Simulation d'un investissement locatif dans l'ancien réhabilité
Une personne achète le 1er janvier 2005 un appartement de 60 m² en mauvais état, à Toulouse, d'une valeur de 90.000 euros (y compris les frais annexes). Elle y effectue des travaux de réhabilitation importants pour un montant de 30.000 euros.
Montant du loyer :
Cette personne s' engage à louer le logement pendant neuf ans à un loyer maximum de 60 m² x 13 euros par mois, soit 780 euros.
Gains fiscaux :
En contrepartie de son investissement et des contraintes de location qui pèsent sur elle, cette personne peut déduire 9.600 euros de ses revenus fonciers imposables chaque année pendant 5 ans (120.000 X 8%), puis 3.000 euros chaque année les 4 années suivantes (120.000 X 2,5%) . Si les conditions demeurent respectées, cette personne peut, de nouveau, déduire 3.000 euros pendant 6 années supplémentaires (120.000 X 2,5%).

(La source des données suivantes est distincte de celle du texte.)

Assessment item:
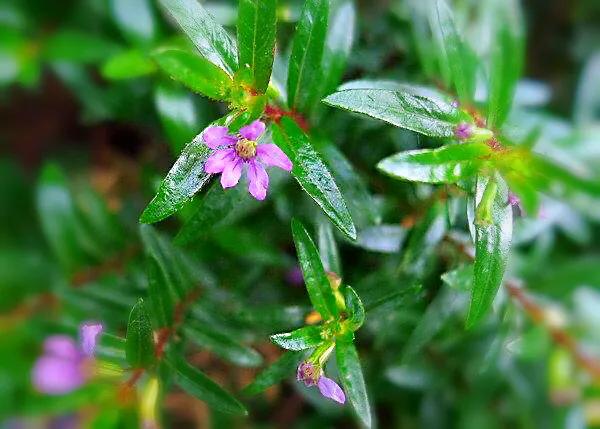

Au bout de 15 ans, elle a donc déduit 78.000 euros.
Le taux de la déduction forfaitaire est ramené à 6 % pendant la période d'amortissement.
Calcul des revenus fonciers la première année :
Loyer annuel : 9.360 euros (loyer pratiqué inférieur au loyer plafond)
Déduction forfaitaire : - 561 euros (9.360 x 6 %)
Amortissement : - 9 600 euros (120.000 x 8 %)
Intérêts d'emprunt : - 5.500 euros (hypothèse)
Autres charges : - 530 euros (hypothèse)
Déficit : - 6.270 euros
Le déficit foncier égal à 8.580 euros est déductible du revenu imposable.
Taux de rendement interne de l'investissement :
Grâce aux nouvelles mesures, le taux de rendement interne du placement immobilier réalisé est de 7,5 %, contre 4,1% dans le dispositif Besson dans l'ancien, avec plafonds de loyers et de ressources, et déduction des travaux.